In the case of an operating system such as Windows, the difficulties would result in incompatibilities with the other application and communications software, much of which would be designed to work on a Microsoft operating system.

Karsten Gerloff, president of campaign group Free Software Foundation Europe, said: "Digit is arguing it would be too costly to replace the commission's current proprietary platform with anything but a new platform from the same vendor. That's pretty much the definition of lock-in."

Gerloff claims that Windows 7 isn't merely a partial upgrade, it is an entirely new system and its purchase in this way cannot be justified under European law. He says the move also contradicts the commission's Digital Agenda, which puts interoperable IT systems at the head of a plan to reap the economic and social benefits of computer technology.

Commission vice-president Neelie Kroes cited vendor lock-in as one of the motives for the Digital Agenda when she was campaigning for it last year.

"Many authorities have found themselves unintentionally locked in to proprietary technology for decades," Kroes said in a speech in June 2010.

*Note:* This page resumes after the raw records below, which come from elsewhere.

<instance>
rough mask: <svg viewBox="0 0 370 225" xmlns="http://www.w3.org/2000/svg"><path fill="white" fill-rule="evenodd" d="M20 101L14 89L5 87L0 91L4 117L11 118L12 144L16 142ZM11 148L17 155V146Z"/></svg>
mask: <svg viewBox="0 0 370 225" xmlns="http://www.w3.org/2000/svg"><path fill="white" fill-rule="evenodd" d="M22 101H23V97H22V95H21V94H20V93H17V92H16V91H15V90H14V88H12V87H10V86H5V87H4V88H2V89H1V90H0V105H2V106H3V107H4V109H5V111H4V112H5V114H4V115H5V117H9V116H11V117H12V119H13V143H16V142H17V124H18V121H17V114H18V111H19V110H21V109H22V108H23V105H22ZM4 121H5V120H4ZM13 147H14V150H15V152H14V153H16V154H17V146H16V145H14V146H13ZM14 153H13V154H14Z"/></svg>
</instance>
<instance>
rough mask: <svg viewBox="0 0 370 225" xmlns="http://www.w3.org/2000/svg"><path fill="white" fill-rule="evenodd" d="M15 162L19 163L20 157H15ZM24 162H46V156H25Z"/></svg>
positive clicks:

"After a certain point, that original choice becomes so ingrained that alternatives risk being systematically ignored, no matter what the potential benefits. This is a waste of public money that most public bodies can no longer afford," she said.

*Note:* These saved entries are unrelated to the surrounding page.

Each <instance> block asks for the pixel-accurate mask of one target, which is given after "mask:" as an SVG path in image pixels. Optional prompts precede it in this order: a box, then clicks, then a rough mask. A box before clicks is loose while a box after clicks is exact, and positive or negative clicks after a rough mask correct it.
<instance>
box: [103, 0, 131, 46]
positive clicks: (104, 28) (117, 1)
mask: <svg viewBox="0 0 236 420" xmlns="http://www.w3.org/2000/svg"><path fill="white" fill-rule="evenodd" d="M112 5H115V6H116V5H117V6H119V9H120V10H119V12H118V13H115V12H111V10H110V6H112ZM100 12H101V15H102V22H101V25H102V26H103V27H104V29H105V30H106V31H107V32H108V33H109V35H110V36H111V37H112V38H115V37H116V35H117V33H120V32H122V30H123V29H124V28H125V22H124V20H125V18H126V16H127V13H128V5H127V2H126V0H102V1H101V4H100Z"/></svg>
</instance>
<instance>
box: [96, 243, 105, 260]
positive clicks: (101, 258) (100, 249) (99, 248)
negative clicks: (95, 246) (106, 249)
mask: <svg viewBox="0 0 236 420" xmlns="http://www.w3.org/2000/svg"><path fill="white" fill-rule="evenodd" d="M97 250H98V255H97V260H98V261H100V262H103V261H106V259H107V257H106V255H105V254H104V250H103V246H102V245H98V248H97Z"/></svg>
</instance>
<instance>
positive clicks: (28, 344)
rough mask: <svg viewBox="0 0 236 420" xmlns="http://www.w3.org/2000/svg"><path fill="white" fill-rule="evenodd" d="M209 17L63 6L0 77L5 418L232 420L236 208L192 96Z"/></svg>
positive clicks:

The situation is similar to one that pioneering UK local authority Bristol City Council found itself in last year when it bought Microsoft software for 7,000 computers. The council gave up striving to use alternative software after five years, because so many other systems used incompatible Microsoft software that its efforts were rendered futile.

The Digit spokesman says things may be different in three years, echoing precisely Bristol's words when it made its decision in September.

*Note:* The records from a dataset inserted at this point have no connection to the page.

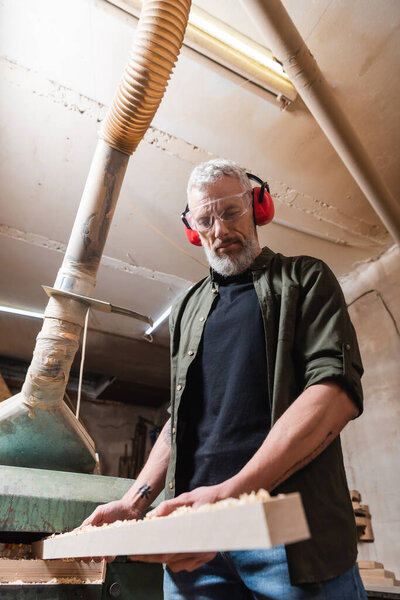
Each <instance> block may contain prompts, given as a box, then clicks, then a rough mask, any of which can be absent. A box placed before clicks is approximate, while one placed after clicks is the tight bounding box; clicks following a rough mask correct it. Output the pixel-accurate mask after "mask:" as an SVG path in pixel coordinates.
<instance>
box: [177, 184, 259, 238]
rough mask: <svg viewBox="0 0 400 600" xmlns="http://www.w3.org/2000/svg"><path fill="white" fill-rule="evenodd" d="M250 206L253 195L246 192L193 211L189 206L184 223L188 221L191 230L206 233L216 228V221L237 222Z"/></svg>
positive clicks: (223, 198) (184, 217)
mask: <svg viewBox="0 0 400 600" xmlns="http://www.w3.org/2000/svg"><path fill="white" fill-rule="evenodd" d="M250 204H251V193H250V192H249V191H246V192H242V193H240V194H234V195H232V196H224V197H223V198H217V199H216V200H211V201H210V202H204V204H201V205H200V206H197V207H196V208H194V209H192V210H189V207H188V206H187V207H186V210H185V212H184V213H183V214H182V215H181V216H182V220H183V221H184V220H185V219H186V221H187V222H188V224H189V226H190V228H191V229H194V230H196V231H199V232H204V231H209V230H211V229H212V228H213V227H214V223H215V219H219V220H220V221H228V222H229V221H236V220H237V219H239V218H240V217H242V216H243V215H244V214H245V213H246V212H247V211H248V210H249V206H250Z"/></svg>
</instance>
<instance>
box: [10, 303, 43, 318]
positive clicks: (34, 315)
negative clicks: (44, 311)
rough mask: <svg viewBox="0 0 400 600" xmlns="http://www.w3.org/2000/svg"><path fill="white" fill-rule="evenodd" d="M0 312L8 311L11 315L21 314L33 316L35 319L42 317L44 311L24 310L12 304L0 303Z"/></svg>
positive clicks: (28, 316) (23, 309)
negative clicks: (6, 305)
mask: <svg viewBox="0 0 400 600" xmlns="http://www.w3.org/2000/svg"><path fill="white" fill-rule="evenodd" d="M0 312H8V313H12V314H13V315H22V316H23V317H34V318H35V319H43V317H44V313H38V312H35V311H33V310H25V309H23V308H15V307H14V306H3V305H0Z"/></svg>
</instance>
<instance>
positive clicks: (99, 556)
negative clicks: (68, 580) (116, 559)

Digit insists it has still not finally decided to proceed with the Windows 7 upgrade and cannot be deemed to have done so officially until it makes a contract decision under Article 147 of the Financial Regulations.

The decision for the Microsoft negotiations to proceed did nevertheless rely on Digit recording a preference for the upgrade. The European Parliament, one of the largest agencies participating in the commission's buying consortium, has meanwhile stated that it has opted for a Windows 7 upgrade and it can do this regardless of the commission's preference. It would still rely on the completion of the Commission's deal with Microsoft.

The Commission spokesman says a deal with Microsoft has to be concluded by 31 May when its existing Microsoft licence agreement runs out. But the commissioning officer would be required to reassess whether the non-competitive deal was justified after negotiations concluded.

A Microsoft spokeswoman said it was not its business to comment on EU procurement decisions.